Better to do it the fishless cycle way, storiwyr gave you the link in a previous post ^^^^


----------



## Storiwyr (Apr 24, 2012)

Cessna, I see you're in Washington State. Dawg2012 and I are both in Portland, OR. There are places you can easily get shellies here if Portland isn't too far a drive for you ... I have a Tang tank with multies in it, Dawg has multies and Ocellatus in various tanks. If you need some store names, drop me a PM.


----------



## cessna1466u (Jul 21, 2012)

Thanks Storiwyr, I was just in Portland over the weekend. We went to the Zoo then to Rockaway beach to do some crabbing with the kids. I do want some address, I will PM you. When you say you have a Tang tank with Multies you mean multi varities of cichlids?


----------



## Storiwyr (Apr 24, 2012)

cessna1466u said:


> "(Also, shell dwellers are amazingly fun. That's MY personal plug! "
> 
> I have seen these shell dwellers, are they compatible with the African Cichlids I see at the stores? Like the jack dempsey, peacocks, and electric yellows? the kids would love them.


In the size of tank you have, the species/types you name would not work very well. Jack Dempseys are also not Africans (I don't think?) and have different needs for water parameters. Shellies have all a ton of attitude, and in that length of tank, you might be able to keep Cyps as well. My 75gallon Tang tank currently has multies and Cyps, although later it will have some other species as well ... it's already fun to watch!






There's a short clip of my tank ... ignore the random Sheryl Crow in the background and my lack of filming skills, I still haven't figured out this newfangled smart phone business.  "Multies" are sort of the pet name hobbyists use for Lamprologus multifasciatus, which is a species of shell dweller. 

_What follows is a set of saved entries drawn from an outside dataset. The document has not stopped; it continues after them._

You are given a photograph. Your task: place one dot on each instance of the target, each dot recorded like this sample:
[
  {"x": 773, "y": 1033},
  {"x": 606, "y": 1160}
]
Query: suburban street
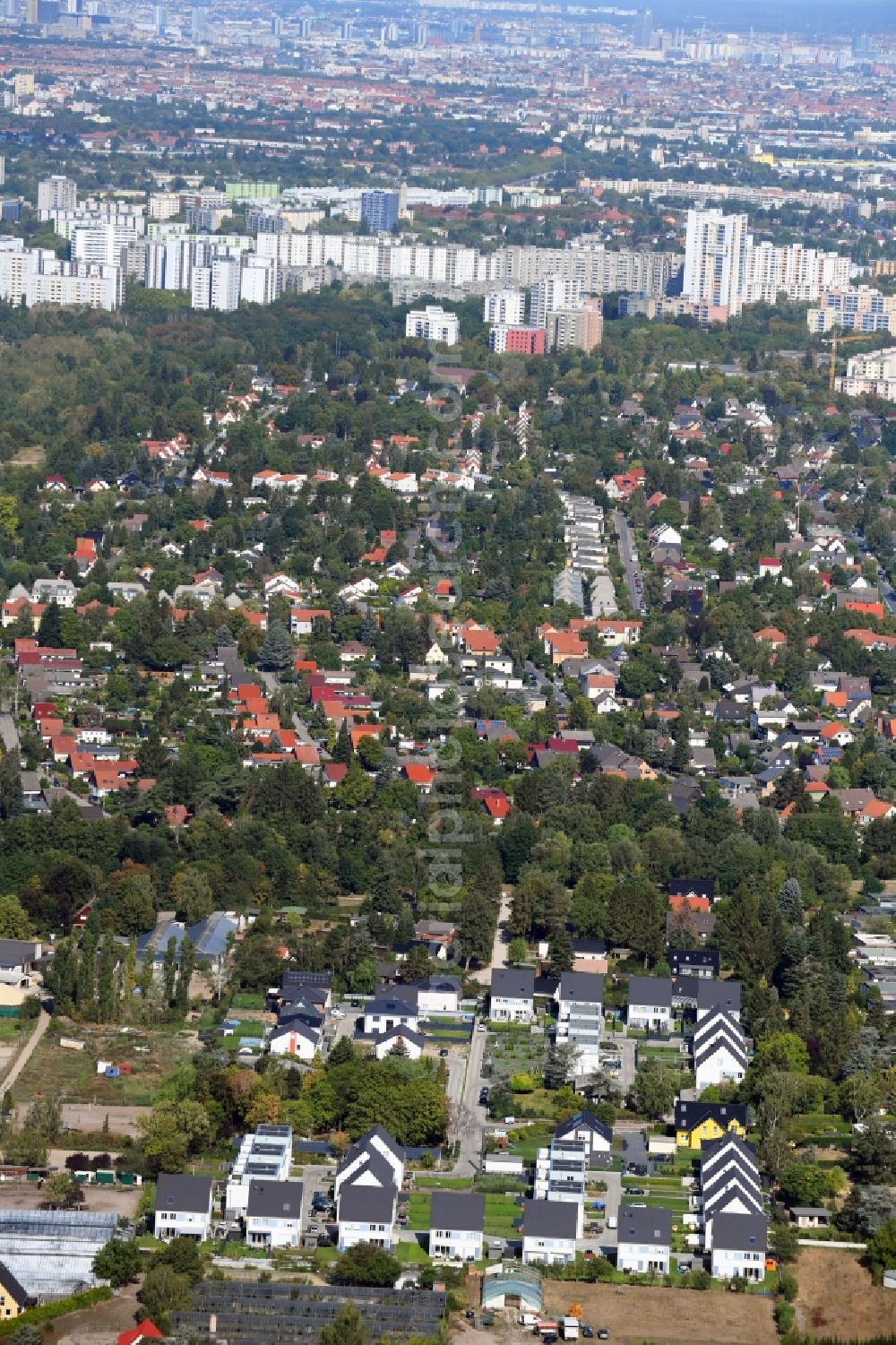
[{"x": 628, "y": 557}]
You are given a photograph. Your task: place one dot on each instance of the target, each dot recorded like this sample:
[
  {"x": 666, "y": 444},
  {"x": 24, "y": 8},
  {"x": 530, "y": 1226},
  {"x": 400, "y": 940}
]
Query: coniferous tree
[
  {"x": 50, "y": 627},
  {"x": 276, "y": 651}
]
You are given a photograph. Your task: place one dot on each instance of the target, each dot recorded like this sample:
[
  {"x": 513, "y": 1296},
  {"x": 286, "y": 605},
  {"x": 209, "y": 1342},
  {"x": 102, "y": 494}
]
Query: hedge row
[{"x": 48, "y": 1312}]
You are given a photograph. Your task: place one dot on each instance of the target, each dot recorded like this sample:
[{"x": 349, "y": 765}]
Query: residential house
[
  {"x": 183, "y": 1207},
  {"x": 399, "y": 1041},
  {"x": 699, "y": 1122},
  {"x": 643, "y": 1240},
  {"x": 513, "y": 991},
  {"x": 580, "y": 996},
  {"x": 455, "y": 1226},
  {"x": 265, "y": 1156},
  {"x": 13, "y": 1296},
  {"x": 650, "y": 1004},
  {"x": 584, "y": 1127},
  {"x": 702, "y": 963},
  {"x": 549, "y": 1232},
  {"x": 383, "y": 1014},
  {"x": 719, "y": 994},
  {"x": 366, "y": 1215},
  {"x": 273, "y": 1213},
  {"x": 375, "y": 1160},
  {"x": 719, "y": 1048},
  {"x": 739, "y": 1245}
]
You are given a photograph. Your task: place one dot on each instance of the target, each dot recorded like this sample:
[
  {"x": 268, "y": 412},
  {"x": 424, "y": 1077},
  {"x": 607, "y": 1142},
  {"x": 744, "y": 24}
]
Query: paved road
[
  {"x": 27, "y": 1051},
  {"x": 85, "y": 1116},
  {"x": 628, "y": 556},
  {"x": 542, "y": 684},
  {"x": 502, "y": 937},
  {"x": 472, "y": 1116},
  {"x": 8, "y": 733}
]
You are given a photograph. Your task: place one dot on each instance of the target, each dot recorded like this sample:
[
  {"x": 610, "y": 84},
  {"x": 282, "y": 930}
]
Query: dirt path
[
  {"x": 27, "y": 1051},
  {"x": 837, "y": 1297}
]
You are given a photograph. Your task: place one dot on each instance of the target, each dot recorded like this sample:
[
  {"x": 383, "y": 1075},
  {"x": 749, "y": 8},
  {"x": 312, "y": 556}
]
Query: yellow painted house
[
  {"x": 13, "y": 1296},
  {"x": 699, "y": 1122}
]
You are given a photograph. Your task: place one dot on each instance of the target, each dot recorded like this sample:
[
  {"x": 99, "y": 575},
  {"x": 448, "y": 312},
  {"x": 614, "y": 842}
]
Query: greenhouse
[{"x": 50, "y": 1251}]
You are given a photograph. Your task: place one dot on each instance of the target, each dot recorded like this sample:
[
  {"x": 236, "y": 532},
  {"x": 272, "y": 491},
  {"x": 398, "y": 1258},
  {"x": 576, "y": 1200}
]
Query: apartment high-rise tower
[{"x": 716, "y": 260}]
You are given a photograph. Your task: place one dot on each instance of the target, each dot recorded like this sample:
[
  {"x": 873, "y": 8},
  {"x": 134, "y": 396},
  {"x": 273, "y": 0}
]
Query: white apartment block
[
  {"x": 871, "y": 373},
  {"x": 434, "y": 323},
  {"x": 552, "y": 295},
  {"x": 504, "y": 306},
  {"x": 260, "y": 281},
  {"x": 716, "y": 260},
  {"x": 56, "y": 193},
  {"x": 37, "y": 276}
]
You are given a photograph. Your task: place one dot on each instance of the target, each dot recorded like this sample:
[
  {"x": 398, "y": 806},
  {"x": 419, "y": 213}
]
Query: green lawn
[
  {"x": 418, "y": 1212},
  {"x": 501, "y": 1213}
]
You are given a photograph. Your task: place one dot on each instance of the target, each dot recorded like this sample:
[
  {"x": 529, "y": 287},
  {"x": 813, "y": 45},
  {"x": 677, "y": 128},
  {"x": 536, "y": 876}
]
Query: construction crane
[{"x": 836, "y": 342}]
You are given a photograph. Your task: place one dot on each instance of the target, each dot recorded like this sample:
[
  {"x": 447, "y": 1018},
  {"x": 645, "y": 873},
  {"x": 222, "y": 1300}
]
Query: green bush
[
  {"x": 785, "y": 1315},
  {"x": 788, "y": 1286}
]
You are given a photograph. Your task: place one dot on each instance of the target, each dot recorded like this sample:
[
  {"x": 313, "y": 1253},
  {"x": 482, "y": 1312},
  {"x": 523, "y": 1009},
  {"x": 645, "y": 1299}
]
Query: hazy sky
[{"x": 804, "y": 15}]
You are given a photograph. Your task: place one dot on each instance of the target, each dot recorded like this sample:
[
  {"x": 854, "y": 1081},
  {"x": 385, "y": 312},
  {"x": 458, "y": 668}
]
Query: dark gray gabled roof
[
  {"x": 367, "y": 1204},
  {"x": 461, "y": 1212},
  {"x": 584, "y": 1121},
  {"x": 719, "y": 994},
  {"x": 513, "y": 982},
  {"x": 740, "y": 1232},
  {"x": 582, "y": 987},
  {"x": 182, "y": 1194},
  {"x": 651, "y": 991},
  {"x": 647, "y": 1227},
  {"x": 275, "y": 1200},
  {"x": 550, "y": 1219}
]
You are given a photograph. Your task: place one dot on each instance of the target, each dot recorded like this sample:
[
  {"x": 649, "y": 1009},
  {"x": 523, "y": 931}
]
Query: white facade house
[
  {"x": 439, "y": 994},
  {"x": 585, "y": 1129},
  {"x": 366, "y": 1215},
  {"x": 650, "y": 1004},
  {"x": 383, "y": 1014},
  {"x": 183, "y": 1207},
  {"x": 412, "y": 1043},
  {"x": 719, "y": 994},
  {"x": 719, "y": 1048},
  {"x": 434, "y": 323},
  {"x": 580, "y": 996},
  {"x": 739, "y": 1245},
  {"x": 549, "y": 1232},
  {"x": 455, "y": 1226},
  {"x": 264, "y": 1156},
  {"x": 643, "y": 1240},
  {"x": 273, "y": 1213},
  {"x": 513, "y": 994},
  {"x": 375, "y": 1160}
]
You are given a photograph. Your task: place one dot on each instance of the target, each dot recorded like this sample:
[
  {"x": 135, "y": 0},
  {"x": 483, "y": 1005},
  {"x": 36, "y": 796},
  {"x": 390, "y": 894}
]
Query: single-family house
[
  {"x": 719, "y": 1049},
  {"x": 697, "y": 1122},
  {"x": 383, "y": 1013},
  {"x": 739, "y": 1245},
  {"x": 549, "y": 1232},
  {"x": 580, "y": 996},
  {"x": 513, "y": 993},
  {"x": 455, "y": 1226},
  {"x": 273, "y": 1213},
  {"x": 366, "y": 1215},
  {"x": 183, "y": 1207},
  {"x": 650, "y": 1004},
  {"x": 584, "y": 1127},
  {"x": 643, "y": 1240}
]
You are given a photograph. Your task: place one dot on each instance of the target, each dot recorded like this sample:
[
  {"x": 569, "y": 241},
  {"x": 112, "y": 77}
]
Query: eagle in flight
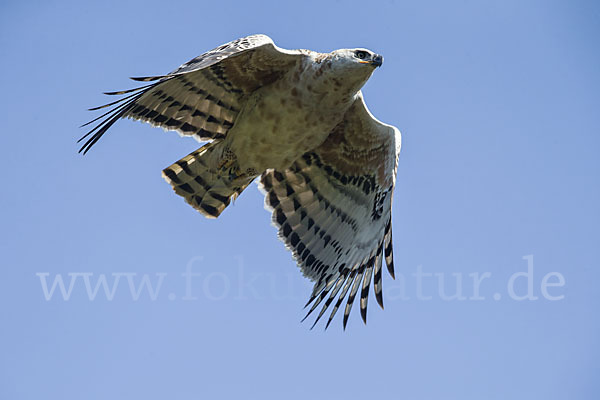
[{"x": 296, "y": 119}]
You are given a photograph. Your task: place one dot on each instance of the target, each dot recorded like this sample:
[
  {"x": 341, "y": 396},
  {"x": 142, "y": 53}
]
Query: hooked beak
[{"x": 377, "y": 60}]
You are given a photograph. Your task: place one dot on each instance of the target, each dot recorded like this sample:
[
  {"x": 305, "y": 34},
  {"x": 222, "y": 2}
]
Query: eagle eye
[{"x": 360, "y": 54}]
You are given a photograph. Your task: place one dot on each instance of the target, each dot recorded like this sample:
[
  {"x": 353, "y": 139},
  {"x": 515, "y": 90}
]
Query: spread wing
[
  {"x": 333, "y": 210},
  {"x": 202, "y": 97}
]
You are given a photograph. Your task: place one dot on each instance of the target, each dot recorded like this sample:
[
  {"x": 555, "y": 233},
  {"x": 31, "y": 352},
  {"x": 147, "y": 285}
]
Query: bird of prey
[{"x": 297, "y": 120}]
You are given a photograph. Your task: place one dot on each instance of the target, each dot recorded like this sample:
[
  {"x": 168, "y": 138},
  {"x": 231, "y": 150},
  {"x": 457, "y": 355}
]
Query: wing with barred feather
[
  {"x": 333, "y": 210},
  {"x": 202, "y": 97}
]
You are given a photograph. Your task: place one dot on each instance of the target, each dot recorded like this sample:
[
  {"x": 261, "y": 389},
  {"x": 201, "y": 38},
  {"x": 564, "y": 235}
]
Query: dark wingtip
[
  {"x": 379, "y": 298},
  {"x": 391, "y": 270},
  {"x": 363, "y": 314}
]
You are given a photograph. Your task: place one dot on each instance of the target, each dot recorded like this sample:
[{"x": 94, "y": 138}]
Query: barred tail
[{"x": 208, "y": 190}]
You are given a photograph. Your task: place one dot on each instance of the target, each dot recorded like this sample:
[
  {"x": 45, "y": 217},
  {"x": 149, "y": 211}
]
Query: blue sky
[{"x": 498, "y": 105}]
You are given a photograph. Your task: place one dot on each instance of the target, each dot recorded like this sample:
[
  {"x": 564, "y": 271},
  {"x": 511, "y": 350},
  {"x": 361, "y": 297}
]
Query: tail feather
[{"x": 208, "y": 190}]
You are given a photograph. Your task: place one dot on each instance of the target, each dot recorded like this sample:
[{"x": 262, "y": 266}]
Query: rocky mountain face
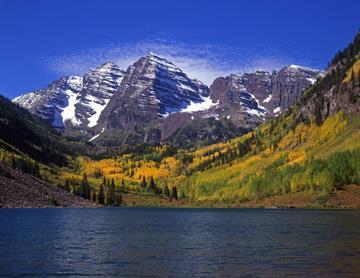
[
  {"x": 73, "y": 103},
  {"x": 273, "y": 92},
  {"x": 154, "y": 101},
  {"x": 152, "y": 89}
]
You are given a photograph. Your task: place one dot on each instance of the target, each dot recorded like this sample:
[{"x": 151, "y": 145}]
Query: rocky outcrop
[
  {"x": 267, "y": 93},
  {"x": 155, "y": 100},
  {"x": 73, "y": 103},
  {"x": 20, "y": 190},
  {"x": 152, "y": 89}
]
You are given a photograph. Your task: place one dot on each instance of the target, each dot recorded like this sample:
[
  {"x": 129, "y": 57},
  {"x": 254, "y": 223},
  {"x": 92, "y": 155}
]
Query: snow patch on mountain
[
  {"x": 96, "y": 106},
  {"x": 206, "y": 104},
  {"x": 69, "y": 112}
]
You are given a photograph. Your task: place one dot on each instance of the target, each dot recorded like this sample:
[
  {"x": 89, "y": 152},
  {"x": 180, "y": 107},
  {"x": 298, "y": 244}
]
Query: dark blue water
[{"x": 179, "y": 242}]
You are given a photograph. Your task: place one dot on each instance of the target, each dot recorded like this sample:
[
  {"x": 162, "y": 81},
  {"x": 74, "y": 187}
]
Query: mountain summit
[{"x": 154, "y": 101}]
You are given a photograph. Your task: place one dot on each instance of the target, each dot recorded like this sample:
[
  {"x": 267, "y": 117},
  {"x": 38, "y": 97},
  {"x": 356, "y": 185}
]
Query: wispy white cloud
[{"x": 201, "y": 61}]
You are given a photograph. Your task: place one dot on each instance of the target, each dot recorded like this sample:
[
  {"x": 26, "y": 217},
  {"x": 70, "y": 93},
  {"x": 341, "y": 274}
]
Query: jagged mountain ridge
[
  {"x": 154, "y": 99},
  {"x": 74, "y": 102}
]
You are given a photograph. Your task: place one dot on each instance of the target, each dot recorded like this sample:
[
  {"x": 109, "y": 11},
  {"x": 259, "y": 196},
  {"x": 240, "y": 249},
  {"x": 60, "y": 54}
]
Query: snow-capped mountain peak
[{"x": 75, "y": 101}]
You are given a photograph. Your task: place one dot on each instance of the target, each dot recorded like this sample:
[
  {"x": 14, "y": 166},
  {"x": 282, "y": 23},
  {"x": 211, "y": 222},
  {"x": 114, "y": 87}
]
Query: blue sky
[{"x": 41, "y": 40}]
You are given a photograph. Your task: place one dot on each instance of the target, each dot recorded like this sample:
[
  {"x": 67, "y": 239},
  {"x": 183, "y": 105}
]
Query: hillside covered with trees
[{"x": 311, "y": 149}]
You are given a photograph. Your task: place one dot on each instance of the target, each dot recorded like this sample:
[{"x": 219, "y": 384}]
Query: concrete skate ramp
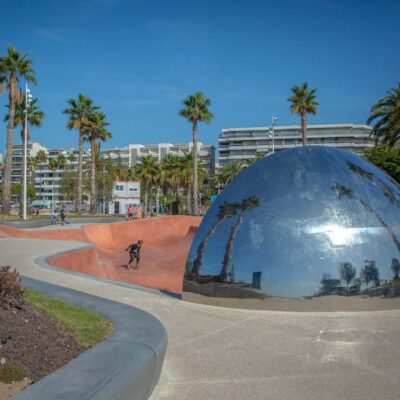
[
  {"x": 71, "y": 234},
  {"x": 166, "y": 245}
]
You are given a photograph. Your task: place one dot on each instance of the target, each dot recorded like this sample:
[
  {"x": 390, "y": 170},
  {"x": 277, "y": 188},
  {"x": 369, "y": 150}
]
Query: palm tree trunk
[
  {"x": 6, "y": 200},
  {"x": 303, "y": 128},
  {"x": 92, "y": 176},
  {"x": 80, "y": 173},
  {"x": 157, "y": 200},
  {"x": 223, "y": 275},
  {"x": 23, "y": 166},
  {"x": 195, "y": 200},
  {"x": 188, "y": 198},
  {"x": 146, "y": 199},
  {"x": 202, "y": 247}
]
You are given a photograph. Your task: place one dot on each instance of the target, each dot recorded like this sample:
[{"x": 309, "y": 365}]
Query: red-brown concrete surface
[{"x": 166, "y": 245}]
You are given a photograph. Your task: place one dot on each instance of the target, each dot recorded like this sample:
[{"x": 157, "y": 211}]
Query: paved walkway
[{"x": 217, "y": 353}]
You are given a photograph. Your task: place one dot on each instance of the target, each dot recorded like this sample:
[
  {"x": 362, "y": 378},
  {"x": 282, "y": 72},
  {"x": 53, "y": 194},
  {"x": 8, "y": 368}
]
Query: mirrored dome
[{"x": 310, "y": 228}]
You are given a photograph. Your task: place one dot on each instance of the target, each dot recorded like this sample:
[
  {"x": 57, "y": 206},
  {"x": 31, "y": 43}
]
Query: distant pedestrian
[
  {"x": 63, "y": 215},
  {"x": 130, "y": 212},
  {"x": 134, "y": 253},
  {"x": 53, "y": 218}
]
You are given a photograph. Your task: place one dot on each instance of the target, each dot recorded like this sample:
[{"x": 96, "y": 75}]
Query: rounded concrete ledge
[
  {"x": 38, "y": 223},
  {"x": 126, "y": 365}
]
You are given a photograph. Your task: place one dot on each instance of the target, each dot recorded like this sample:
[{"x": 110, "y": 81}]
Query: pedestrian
[
  {"x": 63, "y": 215},
  {"x": 53, "y": 218},
  {"x": 130, "y": 212},
  {"x": 134, "y": 253}
]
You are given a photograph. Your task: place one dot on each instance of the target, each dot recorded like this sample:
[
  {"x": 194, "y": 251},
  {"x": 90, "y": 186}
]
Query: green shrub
[
  {"x": 11, "y": 292},
  {"x": 12, "y": 373}
]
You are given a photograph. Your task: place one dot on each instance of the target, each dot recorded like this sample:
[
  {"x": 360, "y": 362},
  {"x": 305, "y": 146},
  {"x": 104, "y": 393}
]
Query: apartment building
[
  {"x": 48, "y": 181},
  {"x": 246, "y": 143},
  {"x": 132, "y": 154}
]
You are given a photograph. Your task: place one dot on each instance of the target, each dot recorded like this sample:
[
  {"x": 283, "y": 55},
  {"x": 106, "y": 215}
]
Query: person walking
[
  {"x": 130, "y": 212},
  {"x": 134, "y": 253},
  {"x": 139, "y": 212},
  {"x": 53, "y": 218},
  {"x": 63, "y": 215}
]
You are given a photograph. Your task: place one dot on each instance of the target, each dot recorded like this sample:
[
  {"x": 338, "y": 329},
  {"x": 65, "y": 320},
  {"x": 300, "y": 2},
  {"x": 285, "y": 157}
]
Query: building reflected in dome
[{"x": 311, "y": 228}]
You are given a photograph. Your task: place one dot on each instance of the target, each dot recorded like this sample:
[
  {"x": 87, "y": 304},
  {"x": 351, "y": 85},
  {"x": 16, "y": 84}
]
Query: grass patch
[{"x": 89, "y": 328}]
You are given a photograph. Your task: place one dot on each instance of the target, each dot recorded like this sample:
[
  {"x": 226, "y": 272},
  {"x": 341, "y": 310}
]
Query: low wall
[
  {"x": 38, "y": 223},
  {"x": 127, "y": 365}
]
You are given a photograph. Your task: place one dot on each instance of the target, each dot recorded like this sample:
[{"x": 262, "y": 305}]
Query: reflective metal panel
[{"x": 311, "y": 228}]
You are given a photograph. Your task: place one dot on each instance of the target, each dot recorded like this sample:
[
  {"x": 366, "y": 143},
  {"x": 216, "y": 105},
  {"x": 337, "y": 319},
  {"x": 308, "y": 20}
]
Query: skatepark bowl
[{"x": 163, "y": 255}]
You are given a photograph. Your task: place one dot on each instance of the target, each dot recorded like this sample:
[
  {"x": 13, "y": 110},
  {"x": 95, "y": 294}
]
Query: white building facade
[
  {"x": 124, "y": 194},
  {"x": 246, "y": 143},
  {"x": 132, "y": 154}
]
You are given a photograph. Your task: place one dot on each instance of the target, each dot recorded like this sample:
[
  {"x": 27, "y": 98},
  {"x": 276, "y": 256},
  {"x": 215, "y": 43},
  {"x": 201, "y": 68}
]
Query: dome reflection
[{"x": 311, "y": 228}]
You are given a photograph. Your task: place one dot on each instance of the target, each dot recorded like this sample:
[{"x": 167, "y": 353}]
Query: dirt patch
[
  {"x": 36, "y": 341},
  {"x": 9, "y": 390}
]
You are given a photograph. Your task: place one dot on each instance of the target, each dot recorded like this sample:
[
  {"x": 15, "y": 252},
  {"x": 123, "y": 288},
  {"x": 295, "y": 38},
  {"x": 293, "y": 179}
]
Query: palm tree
[
  {"x": 12, "y": 67},
  {"x": 386, "y": 113},
  {"x": 226, "y": 210},
  {"x": 40, "y": 158},
  {"x": 303, "y": 103},
  {"x": 186, "y": 172},
  {"x": 247, "y": 204},
  {"x": 78, "y": 114},
  {"x": 230, "y": 171},
  {"x": 196, "y": 110},
  {"x": 147, "y": 172},
  {"x": 95, "y": 129},
  {"x": 34, "y": 117},
  {"x": 53, "y": 168},
  {"x": 172, "y": 174}
]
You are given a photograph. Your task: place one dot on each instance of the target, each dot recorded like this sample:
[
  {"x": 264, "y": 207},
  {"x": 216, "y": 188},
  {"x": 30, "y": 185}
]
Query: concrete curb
[
  {"x": 38, "y": 223},
  {"x": 127, "y": 365}
]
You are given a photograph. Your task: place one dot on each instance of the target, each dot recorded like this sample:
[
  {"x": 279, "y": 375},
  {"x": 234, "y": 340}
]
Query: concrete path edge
[
  {"x": 126, "y": 365},
  {"x": 38, "y": 223}
]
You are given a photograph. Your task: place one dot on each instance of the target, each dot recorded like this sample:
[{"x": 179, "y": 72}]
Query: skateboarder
[{"x": 134, "y": 253}]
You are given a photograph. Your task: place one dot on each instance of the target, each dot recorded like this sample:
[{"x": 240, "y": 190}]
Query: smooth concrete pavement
[{"x": 218, "y": 353}]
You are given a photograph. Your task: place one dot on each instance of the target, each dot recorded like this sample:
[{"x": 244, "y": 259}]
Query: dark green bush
[
  {"x": 12, "y": 373},
  {"x": 11, "y": 292}
]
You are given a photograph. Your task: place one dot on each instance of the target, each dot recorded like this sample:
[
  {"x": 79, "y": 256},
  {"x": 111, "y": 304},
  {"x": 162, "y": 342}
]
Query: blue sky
[{"x": 139, "y": 58}]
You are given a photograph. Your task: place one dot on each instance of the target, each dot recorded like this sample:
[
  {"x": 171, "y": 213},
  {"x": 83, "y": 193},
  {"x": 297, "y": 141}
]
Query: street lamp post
[
  {"x": 272, "y": 132},
  {"x": 28, "y": 98}
]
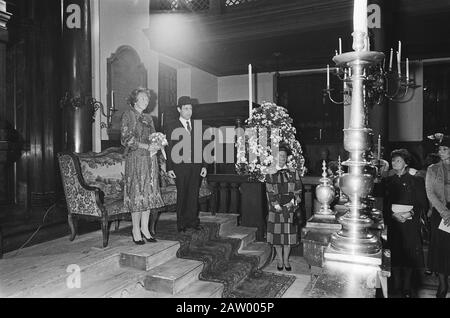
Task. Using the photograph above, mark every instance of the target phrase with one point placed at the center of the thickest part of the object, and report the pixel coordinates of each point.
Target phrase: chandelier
(381, 82)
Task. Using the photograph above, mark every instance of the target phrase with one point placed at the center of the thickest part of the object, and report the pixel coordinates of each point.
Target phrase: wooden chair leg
(105, 231)
(204, 206)
(72, 225)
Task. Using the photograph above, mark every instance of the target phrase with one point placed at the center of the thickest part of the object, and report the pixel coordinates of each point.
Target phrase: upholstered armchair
(93, 187)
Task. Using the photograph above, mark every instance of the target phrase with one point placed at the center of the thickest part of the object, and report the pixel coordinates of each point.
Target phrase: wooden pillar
(215, 7)
(380, 21)
(77, 69)
(5, 166)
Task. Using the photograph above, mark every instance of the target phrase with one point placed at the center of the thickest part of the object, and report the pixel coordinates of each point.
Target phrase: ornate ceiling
(292, 35)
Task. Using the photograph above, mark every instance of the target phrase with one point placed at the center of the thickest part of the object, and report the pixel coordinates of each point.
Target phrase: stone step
(197, 289)
(260, 249)
(94, 265)
(173, 276)
(247, 235)
(153, 256)
(115, 285)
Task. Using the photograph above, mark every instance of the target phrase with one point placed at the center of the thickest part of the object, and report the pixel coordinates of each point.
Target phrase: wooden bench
(93, 188)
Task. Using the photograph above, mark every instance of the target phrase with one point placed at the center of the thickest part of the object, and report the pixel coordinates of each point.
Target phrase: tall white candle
(112, 100)
(360, 16)
(250, 91)
(391, 59)
(328, 76)
(379, 148)
(407, 68)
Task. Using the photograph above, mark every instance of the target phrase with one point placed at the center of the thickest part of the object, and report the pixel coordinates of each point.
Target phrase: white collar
(184, 121)
(279, 168)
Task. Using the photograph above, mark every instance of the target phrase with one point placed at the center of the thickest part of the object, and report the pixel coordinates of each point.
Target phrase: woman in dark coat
(284, 190)
(404, 236)
(438, 192)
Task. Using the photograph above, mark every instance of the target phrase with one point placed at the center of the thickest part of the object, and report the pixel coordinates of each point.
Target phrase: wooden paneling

As for the magic petstore juice ... I have come to the conclusion, though others may have differing opinions ... that you should never trust a product that claims to instant-cycle your tank. It just doesn't seem to work that way. Sometimes you can use a reputable product (like Dr. Tim's) as an emergency method when you have an already stocked tank that either loses its cycle or else was never cycled in the first place because you didn't know it needed to be. The best situation for your fish is going to be to cycle it BEFOREhand. You can try using a product like Dr. Tim's to speed it up significantly ... that's what I'm going to be doing with the 20g I'm setting up right now. But it won't instant cycle.

One thing you should always have in the back of your mind is that a fish store/pet store is a business. Sometimes (not ALL the time, but sometimes) you will run into people who will tell you wrong information because they think they can make more money that way. Just keep it in the back of your head.


----------



## Iggy Newcastle (May 15, 2012)

A quick word of advice...

Some stores will tell you that whatever fish you're interested in will work in your size tank. The big monopoly stores have every cichlid labeled with a minimum tank size of 29 gallons, which isn't the case with any of their fish. Come here for stocking suggestions- sometimes it's not what you want to hear, but you'll be getting REAL info to start you off with the best chance of success.

Also, without any established media, there is no way you're tank is cycled. While you're checking tank water parameters, check your tap water as well. Look for any ammonia or nitrates right out of the faucet(hopefully 0), and your pH.

You are limited with your size tank, but there are still plenty of possibilities to get some sweet fish for your family to enjoy. It may seem a bit overwhelming to start, but doing your homework is key.

Good luck


----------